Ficou tão absorta durante toda aquela noite e no dia seguinte, tão
fora de si que, com o olhar ausente, cravada sempre em sua visão
única, parecia crucificada com Cristo, totalmente insensível. Uma
filha familiar voltou diversas vezes para ver se precisava de alguma
coisa e a encontrou sempre do mesmo jeito.

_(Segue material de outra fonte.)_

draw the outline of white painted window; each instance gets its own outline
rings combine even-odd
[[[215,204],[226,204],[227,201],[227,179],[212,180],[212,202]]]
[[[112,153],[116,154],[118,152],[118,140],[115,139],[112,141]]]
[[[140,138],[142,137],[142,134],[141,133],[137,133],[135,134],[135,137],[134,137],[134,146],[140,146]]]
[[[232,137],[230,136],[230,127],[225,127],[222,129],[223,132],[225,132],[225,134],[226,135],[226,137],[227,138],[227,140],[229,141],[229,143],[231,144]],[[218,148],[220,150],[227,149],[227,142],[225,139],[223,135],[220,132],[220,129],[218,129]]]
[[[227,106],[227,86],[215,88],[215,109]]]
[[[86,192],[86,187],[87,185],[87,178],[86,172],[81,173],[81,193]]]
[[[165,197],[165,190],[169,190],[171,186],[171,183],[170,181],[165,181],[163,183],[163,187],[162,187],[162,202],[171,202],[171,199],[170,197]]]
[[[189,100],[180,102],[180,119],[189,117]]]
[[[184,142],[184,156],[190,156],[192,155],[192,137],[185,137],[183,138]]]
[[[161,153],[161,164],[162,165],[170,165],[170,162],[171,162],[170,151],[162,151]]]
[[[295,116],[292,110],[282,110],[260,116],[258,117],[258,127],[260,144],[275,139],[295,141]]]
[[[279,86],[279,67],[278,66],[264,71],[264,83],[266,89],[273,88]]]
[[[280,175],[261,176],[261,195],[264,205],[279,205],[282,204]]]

Quando chegou a noite do sábado, a devota filha acendeu uma vela e,
sem falar, com um sinal, lembrou sua mãe da ordem que recebera de
São Francisco. Pois o santo mandara que não deixasse passar um só
dia sem comer. Na sua presença, Clara, como se voltasse de algum
outro lugar, disse o seguinte: "Para que a vela? Não é dia?"
"Madre, respondeu a outra, foi-se a noite, já passou um dia, e
voltou outra noite".
Clara disse: "Bendito seja este sonho, filha querida, porque
ansiei tanto por ele e me foi concedido. Mas guarde-se de contar este
sonho a quem quer que seja, enquanto eu viver na carne".